Con la subtrama del arresto domiciliario de Peter nos han presentado a Eli Gold, un nuevo personaje recurrente, en la línea de esos excéntricos o políticamente incorrectos que nos ha venido mostrando la serie, como aquel marido (Dylan Baker prestando su rostro inquietante) que supuestamente mató a su esposa en 'Bad' (1x13). No estoy segura de las cotas de cabronería que puede alcanzar el nuevo asesor personal de Florrick, pero ya me imagino alguna que otra jugarreta al inefable Glenn Childs para júbilo de quienes lo queremos fuera de su despacho de fiscal del distrito.

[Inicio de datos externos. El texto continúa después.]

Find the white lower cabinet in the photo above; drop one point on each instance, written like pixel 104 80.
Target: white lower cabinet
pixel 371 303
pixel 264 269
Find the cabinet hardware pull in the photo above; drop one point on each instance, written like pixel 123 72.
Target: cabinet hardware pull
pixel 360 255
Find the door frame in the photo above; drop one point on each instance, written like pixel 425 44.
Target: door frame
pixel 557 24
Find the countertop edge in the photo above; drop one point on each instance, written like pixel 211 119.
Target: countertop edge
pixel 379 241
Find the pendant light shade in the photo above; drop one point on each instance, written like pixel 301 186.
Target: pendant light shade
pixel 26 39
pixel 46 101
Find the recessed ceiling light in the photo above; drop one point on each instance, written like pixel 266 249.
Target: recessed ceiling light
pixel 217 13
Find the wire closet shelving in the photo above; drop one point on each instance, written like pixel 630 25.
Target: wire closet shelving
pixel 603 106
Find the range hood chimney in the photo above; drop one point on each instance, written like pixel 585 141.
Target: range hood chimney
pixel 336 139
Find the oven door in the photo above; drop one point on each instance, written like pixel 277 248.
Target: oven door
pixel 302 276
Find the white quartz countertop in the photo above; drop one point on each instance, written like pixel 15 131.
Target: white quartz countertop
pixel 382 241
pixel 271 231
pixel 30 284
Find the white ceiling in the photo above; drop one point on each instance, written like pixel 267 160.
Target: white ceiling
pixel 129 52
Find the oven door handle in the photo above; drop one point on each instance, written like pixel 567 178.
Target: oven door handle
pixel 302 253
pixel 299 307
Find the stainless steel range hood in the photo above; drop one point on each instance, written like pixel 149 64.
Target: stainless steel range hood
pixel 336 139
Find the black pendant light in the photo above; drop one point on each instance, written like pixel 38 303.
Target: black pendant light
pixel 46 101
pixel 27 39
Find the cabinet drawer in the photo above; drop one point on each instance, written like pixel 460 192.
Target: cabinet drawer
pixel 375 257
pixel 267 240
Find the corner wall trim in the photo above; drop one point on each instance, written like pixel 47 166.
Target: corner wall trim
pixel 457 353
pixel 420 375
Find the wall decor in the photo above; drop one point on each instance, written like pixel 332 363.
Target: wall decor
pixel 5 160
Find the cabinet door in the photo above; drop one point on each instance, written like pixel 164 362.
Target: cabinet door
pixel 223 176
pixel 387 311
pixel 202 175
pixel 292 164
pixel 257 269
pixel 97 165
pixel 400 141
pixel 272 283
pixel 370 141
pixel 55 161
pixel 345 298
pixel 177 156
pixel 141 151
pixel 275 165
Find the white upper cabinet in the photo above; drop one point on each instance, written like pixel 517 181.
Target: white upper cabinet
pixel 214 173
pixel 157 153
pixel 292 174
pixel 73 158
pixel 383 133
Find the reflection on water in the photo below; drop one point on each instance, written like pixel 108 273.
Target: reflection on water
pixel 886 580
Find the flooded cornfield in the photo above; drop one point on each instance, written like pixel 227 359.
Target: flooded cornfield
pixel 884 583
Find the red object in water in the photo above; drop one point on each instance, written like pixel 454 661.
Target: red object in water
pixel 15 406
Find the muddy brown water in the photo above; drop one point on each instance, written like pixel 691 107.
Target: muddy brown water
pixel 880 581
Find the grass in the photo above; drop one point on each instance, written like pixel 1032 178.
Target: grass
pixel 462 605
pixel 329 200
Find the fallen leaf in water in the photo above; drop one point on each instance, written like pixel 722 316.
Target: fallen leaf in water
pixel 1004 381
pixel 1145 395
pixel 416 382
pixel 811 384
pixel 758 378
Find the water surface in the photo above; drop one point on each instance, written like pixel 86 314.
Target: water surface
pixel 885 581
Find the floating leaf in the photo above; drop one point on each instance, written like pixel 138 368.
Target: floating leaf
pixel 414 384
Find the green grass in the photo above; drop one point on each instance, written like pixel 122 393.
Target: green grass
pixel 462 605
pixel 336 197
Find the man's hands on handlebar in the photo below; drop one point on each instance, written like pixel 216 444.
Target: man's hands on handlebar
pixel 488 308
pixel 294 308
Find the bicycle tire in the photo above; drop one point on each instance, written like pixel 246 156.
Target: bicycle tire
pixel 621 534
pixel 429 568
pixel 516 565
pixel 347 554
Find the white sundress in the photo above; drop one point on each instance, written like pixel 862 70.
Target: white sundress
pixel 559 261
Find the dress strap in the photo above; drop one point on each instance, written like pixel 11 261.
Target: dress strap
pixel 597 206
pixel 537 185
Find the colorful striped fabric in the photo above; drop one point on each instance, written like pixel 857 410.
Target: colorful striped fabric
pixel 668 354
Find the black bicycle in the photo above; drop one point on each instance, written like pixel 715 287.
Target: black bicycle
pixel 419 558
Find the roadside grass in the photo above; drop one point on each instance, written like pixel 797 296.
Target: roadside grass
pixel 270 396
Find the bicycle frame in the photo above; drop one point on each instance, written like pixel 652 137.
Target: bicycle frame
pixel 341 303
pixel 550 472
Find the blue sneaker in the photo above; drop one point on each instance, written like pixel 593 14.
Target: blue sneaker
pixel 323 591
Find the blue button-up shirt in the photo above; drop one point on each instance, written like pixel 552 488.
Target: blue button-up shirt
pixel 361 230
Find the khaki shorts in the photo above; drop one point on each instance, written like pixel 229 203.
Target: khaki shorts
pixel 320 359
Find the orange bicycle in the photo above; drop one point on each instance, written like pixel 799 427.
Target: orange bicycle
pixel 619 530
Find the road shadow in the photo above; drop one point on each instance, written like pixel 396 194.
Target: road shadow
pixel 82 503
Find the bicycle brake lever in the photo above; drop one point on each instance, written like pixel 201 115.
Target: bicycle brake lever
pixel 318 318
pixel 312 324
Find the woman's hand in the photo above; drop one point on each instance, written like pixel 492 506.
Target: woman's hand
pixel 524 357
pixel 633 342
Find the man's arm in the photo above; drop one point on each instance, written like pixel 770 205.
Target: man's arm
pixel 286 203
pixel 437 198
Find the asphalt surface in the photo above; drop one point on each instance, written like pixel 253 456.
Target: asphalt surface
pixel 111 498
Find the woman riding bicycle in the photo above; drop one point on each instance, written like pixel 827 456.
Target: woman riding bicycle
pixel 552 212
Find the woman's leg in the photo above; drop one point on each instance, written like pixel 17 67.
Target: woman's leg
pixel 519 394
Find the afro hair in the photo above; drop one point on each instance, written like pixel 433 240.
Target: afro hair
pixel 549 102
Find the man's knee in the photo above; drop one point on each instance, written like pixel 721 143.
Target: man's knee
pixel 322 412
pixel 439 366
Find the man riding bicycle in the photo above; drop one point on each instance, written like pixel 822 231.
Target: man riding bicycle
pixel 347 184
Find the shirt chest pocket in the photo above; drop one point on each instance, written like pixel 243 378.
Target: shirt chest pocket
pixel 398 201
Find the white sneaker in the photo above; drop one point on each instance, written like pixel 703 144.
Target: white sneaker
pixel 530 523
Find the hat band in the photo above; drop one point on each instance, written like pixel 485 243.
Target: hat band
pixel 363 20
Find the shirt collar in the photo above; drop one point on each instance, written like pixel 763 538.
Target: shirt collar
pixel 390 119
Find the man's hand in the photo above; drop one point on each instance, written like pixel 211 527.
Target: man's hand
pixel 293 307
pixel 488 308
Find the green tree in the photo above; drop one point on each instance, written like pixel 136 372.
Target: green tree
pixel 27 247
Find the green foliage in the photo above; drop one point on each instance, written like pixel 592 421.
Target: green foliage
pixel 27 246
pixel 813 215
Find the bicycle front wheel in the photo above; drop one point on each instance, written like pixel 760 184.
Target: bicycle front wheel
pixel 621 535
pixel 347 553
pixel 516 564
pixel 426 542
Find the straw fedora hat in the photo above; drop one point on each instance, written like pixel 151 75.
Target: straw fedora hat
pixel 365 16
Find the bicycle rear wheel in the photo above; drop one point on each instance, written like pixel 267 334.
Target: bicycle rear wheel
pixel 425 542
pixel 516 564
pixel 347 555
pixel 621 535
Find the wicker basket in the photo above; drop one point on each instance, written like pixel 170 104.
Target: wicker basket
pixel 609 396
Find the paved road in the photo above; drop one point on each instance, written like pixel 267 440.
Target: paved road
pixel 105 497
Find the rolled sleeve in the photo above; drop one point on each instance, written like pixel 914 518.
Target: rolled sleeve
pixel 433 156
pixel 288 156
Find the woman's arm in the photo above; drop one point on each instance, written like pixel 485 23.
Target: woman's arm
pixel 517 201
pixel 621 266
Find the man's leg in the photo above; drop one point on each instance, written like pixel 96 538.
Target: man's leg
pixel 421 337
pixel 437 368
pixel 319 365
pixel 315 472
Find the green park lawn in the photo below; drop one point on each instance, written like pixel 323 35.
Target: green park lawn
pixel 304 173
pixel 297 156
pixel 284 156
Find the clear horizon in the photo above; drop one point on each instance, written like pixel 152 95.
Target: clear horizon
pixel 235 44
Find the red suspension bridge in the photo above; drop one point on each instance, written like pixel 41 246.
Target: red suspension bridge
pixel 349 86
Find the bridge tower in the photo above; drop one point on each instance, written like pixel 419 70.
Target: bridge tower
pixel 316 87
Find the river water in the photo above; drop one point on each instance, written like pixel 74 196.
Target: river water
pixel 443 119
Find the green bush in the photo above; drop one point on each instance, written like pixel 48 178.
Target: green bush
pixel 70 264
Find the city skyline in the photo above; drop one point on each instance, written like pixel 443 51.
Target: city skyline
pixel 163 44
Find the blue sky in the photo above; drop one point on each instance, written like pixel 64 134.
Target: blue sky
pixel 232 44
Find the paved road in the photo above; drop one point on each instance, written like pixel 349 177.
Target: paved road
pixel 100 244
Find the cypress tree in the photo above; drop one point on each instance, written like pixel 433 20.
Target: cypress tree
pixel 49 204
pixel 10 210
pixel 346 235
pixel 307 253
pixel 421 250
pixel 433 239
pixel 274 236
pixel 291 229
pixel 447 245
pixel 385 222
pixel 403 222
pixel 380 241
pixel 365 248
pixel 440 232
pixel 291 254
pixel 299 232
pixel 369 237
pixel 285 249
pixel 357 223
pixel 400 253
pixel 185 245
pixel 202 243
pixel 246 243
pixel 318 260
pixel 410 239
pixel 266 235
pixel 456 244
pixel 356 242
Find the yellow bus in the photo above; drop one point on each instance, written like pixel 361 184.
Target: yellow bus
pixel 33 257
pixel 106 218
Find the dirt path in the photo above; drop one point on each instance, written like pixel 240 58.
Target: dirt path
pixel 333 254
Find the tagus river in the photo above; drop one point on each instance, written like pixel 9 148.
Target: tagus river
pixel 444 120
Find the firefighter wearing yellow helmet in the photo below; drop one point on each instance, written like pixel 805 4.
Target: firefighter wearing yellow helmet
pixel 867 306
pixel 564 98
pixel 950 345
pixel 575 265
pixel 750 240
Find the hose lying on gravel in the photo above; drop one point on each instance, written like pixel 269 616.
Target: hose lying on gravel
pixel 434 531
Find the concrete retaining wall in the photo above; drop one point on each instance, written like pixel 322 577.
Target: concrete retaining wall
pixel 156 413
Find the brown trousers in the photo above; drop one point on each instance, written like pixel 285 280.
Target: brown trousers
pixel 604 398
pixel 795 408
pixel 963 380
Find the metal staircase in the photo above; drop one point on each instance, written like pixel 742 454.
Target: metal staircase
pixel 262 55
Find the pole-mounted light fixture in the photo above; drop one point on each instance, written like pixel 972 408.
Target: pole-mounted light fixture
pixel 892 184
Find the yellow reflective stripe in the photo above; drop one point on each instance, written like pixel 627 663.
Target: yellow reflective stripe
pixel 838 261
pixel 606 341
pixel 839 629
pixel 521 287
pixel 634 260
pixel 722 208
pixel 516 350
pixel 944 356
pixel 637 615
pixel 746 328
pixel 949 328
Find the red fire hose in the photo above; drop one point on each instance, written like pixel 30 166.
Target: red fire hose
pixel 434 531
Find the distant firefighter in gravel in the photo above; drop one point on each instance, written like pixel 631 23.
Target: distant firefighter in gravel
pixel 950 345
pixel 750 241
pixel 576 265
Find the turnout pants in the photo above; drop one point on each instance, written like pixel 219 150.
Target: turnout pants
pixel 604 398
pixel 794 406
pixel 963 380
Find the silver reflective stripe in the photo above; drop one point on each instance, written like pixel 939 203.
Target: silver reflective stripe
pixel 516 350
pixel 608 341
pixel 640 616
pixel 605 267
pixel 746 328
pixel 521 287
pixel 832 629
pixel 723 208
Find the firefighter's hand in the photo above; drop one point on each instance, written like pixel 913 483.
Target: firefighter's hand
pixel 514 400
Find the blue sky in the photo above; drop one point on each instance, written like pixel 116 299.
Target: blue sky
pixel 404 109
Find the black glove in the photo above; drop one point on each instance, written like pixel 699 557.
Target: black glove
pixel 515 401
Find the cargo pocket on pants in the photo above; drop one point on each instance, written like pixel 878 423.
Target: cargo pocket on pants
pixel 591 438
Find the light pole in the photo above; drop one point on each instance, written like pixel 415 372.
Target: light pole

Como el roble, el tronco de esta serie es grueso y sus raíces se hunden a una profundidad suficiente como para que venga un temporal y lo arranque. The Good Wife no es exótica, ni una delicia visual, y, sin embargo, da la sensación de que las vivencias de Alicia Florrick en el bufete de abogados y en casa con su marido infiel y convicto, pueden salir ilesas de cualquier inclemencia meteorológica futura, a diferencia de otras producciones que conservan de milagro el tejado de su casa de diseño (Heroes).